#Equinoon – Measure a shadow at mid-day on the equinox – the coolest, easiest science experiment

Update – This worked spectacularly well.  To avoid the fog I hustled over to the Lawrence Hall of Science in Berkeley, where the life-sized whale provided a great backdrop for my photos.  The sun shone bright at 1:02 p.m. (solar noon) and I got a reading of 37 degrees, within one degree of the actual latitude of 37.88 N.


If you missed the measurement today, you have another chance tomorrow at noon, since it’s reasonably close to the 1:00 am equinox.  Try it out, let me know how it goes, and post results with #equinoon.

Original Post: Tomorrow (Sept. 22) I’m going to measure a shadow at mid-day and find my latitude.  This is a simple and cool experiment that I’ve wanted to do for years – I can’t believe I’ve let 95 equinoxes go by without doing this.  You should do it too.
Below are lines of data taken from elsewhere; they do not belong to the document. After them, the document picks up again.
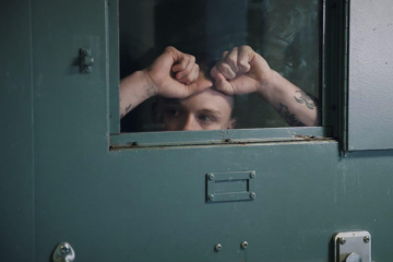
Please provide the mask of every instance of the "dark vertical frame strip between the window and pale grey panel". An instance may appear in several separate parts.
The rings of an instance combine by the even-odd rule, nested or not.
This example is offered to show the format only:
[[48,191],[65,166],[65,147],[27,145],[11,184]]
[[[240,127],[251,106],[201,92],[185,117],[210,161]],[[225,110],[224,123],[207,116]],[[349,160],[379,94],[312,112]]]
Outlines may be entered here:
[[325,0],[323,126],[333,127],[341,152],[347,151],[349,0]]

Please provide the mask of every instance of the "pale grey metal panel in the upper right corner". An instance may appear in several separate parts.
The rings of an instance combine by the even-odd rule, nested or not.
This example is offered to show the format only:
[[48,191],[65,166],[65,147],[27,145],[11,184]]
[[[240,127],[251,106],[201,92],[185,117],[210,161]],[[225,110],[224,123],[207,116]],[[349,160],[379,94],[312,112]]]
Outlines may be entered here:
[[349,151],[393,148],[393,4],[350,1]]

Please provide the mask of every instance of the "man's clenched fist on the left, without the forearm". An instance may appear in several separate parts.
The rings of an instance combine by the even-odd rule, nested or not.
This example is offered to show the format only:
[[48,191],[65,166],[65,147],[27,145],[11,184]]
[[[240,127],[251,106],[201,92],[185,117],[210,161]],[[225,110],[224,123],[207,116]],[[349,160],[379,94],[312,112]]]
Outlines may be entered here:
[[147,92],[151,95],[186,98],[213,85],[200,75],[195,58],[175,47],[167,47],[143,72],[146,74]]

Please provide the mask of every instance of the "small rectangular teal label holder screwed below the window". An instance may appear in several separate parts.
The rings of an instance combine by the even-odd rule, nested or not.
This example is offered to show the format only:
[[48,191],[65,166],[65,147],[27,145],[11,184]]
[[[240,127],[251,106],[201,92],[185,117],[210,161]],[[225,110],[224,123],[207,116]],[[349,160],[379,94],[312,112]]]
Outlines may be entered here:
[[254,200],[255,171],[206,174],[206,202]]

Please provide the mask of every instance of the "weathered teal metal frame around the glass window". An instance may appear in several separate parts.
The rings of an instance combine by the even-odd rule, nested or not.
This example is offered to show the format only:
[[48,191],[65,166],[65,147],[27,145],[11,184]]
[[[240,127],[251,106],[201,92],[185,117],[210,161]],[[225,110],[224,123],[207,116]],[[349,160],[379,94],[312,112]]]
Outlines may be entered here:
[[[346,106],[344,95],[343,74],[344,64],[342,56],[345,52],[343,35],[345,31],[345,16],[342,19],[343,4],[338,0],[323,0],[321,4],[321,102],[322,127],[313,128],[270,128],[248,130],[219,130],[219,131],[178,131],[178,132],[145,132],[120,133],[119,116],[119,29],[118,29],[118,0],[108,0],[107,29],[108,29],[108,133],[110,148],[132,148],[145,146],[168,145],[201,145],[226,143],[254,143],[272,141],[301,141],[315,138],[335,138],[344,142],[345,122],[343,109]],[[334,8],[335,7],[335,8]],[[345,7],[344,7],[345,8]],[[116,98],[114,98],[116,97]],[[345,96],[346,97],[346,96]]]

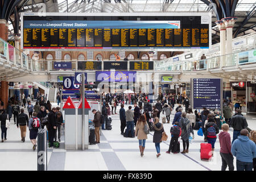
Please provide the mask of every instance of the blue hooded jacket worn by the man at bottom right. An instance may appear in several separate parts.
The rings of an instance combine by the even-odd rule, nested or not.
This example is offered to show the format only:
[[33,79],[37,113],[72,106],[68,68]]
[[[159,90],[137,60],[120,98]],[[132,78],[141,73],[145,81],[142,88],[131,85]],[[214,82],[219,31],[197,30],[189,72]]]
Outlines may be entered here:
[[234,140],[231,152],[241,162],[252,163],[253,158],[256,158],[256,144],[246,136],[238,136]]

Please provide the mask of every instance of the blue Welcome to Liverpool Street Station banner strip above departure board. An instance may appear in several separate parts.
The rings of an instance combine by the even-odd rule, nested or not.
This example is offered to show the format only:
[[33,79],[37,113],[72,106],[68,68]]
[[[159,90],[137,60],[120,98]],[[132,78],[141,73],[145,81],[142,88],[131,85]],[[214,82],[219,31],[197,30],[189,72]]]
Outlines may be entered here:
[[87,21],[24,20],[23,28],[180,28],[180,20],[170,21]]

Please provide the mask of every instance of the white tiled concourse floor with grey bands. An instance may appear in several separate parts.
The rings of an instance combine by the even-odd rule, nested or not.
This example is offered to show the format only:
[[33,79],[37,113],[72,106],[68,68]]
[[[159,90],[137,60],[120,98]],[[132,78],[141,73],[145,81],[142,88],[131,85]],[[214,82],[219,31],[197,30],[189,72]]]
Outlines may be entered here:
[[[125,106],[127,109],[127,106]],[[119,113],[119,108],[117,110]],[[171,114],[171,122],[175,112]],[[163,114],[161,113],[160,118]],[[164,130],[168,134],[167,142],[160,144],[161,155],[156,158],[152,135],[148,135],[146,140],[146,149],[143,158],[139,154],[137,138],[124,138],[120,133],[119,114],[111,116],[112,130],[102,131],[101,143],[89,145],[87,151],[65,151],[63,148],[54,149],[52,152],[64,152],[63,168],[56,170],[220,170],[221,158],[219,154],[220,143],[215,144],[216,152],[209,162],[200,160],[200,143],[203,137],[197,135],[195,130],[195,139],[189,145],[188,154],[166,154],[168,144],[170,143],[171,123],[164,124]],[[256,129],[256,117],[247,119],[250,129]],[[162,119],[161,119],[162,121]],[[36,170],[37,152],[32,151],[32,143],[29,140],[29,131],[27,131],[26,142],[20,141],[20,130],[16,128],[11,120],[11,128],[7,130],[7,142],[0,143],[0,170]],[[151,133],[153,134],[153,133]],[[233,136],[232,131],[230,135]],[[105,140],[104,140],[105,137]],[[63,142],[63,141],[61,141]],[[182,143],[180,145],[182,149]],[[48,162],[51,159],[52,152],[48,152]],[[56,153],[55,153],[56,154]],[[60,154],[60,153],[59,153]],[[53,156],[53,155],[52,155]],[[53,158],[53,157],[52,157]],[[108,159],[107,159],[108,158]],[[51,165],[55,165],[54,162]],[[236,158],[234,159],[236,169]],[[54,166],[51,168],[55,169]]]

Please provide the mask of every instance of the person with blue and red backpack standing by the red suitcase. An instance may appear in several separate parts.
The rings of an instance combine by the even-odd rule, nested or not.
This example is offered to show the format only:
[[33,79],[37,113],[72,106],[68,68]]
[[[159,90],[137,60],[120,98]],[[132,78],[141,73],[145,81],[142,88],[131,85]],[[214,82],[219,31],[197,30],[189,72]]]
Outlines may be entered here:
[[[207,133],[208,143],[212,145],[212,151],[214,151],[214,144],[217,139],[217,134],[219,133],[219,129],[218,129],[218,126],[216,125],[214,118],[210,117],[208,119],[208,122],[205,125],[205,132]],[[212,152],[212,155],[213,155],[213,152]]]

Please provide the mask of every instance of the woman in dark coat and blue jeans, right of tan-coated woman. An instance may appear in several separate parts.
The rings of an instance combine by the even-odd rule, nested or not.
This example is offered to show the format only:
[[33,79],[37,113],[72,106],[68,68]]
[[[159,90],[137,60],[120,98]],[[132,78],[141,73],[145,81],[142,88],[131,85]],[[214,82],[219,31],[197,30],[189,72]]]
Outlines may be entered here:
[[154,124],[153,124],[153,129],[154,129],[154,135],[153,135],[153,143],[155,143],[155,148],[156,152],[156,157],[158,158],[160,154],[160,142],[162,139],[162,133],[164,132],[163,129],[163,123],[159,123],[159,118],[155,118]]

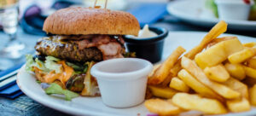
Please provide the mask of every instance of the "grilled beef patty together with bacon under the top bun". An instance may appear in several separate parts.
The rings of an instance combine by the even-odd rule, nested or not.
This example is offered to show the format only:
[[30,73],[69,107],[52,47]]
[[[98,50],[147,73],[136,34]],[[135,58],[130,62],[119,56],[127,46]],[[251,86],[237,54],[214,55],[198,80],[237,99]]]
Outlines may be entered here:
[[102,61],[123,57],[125,52],[123,38],[108,35],[41,38],[35,49],[40,55],[52,55],[68,61]]

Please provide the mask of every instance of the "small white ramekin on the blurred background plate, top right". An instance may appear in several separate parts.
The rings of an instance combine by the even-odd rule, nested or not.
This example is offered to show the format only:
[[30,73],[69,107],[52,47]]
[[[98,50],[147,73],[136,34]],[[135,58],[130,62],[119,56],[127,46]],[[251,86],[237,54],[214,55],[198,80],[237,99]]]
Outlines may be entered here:
[[243,0],[215,0],[220,20],[248,20],[253,0],[247,4]]

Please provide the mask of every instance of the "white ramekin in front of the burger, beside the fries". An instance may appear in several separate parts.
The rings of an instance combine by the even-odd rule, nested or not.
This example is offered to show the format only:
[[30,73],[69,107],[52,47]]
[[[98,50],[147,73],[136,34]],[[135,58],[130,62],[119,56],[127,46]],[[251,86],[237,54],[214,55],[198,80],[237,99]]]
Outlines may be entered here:
[[144,101],[149,61],[119,58],[96,63],[90,73],[99,85],[102,102],[109,107],[132,107]]

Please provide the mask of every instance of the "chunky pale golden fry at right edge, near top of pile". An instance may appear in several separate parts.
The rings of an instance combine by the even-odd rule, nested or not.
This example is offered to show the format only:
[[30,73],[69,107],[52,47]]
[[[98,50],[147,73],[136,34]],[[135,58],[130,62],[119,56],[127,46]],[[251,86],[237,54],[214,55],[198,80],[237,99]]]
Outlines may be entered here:
[[231,63],[237,64],[247,61],[247,59],[253,57],[253,55],[255,55],[253,49],[243,49],[239,52],[229,55],[228,59]]

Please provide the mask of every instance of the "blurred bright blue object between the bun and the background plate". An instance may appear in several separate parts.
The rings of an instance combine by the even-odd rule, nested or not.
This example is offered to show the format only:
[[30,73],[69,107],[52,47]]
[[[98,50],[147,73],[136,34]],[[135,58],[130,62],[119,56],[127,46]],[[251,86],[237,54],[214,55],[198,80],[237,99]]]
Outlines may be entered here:
[[133,9],[127,10],[127,12],[135,15],[142,27],[146,24],[152,24],[168,14],[166,3],[143,3]]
The experiment is simple.  At mid-day tomorrow (solar noon, which is about 1:00 pm due to Daylight Saving but you can look up the exact time for your area) measure the shadow of a post, pole, or vertical object.  Then measure the object itself.  The angle formed by the pole and the imaginary line from the top of the pole to the end of the shadow will be equal to your latitude, the measure of your north-south position on the earth.

You don’t even need to draw an imaginary line or use a protractor.  Just use a triangle calculator on the web and enter the two known lengths (the pole and shadow) and the 90 degree angle of the pole with the ground, and the calculator will figure out the angle for you.

Tomorrow is the equinox (actually it’s at 1:00 am on Wednesday so you could also do this on Wednesday) when the sun is over the equator so there’s no need to adjust for the Earth’s tilt.  Just make sure that your post is vertical and the shadow is cast on something horizontal – the iphone’s compass app has a second page that acts as a carpenter’s level if you need to check.

Be sure to post your results on the web and tag them with #equinoon.  Let’s see how this goes and start homebrew science tradition!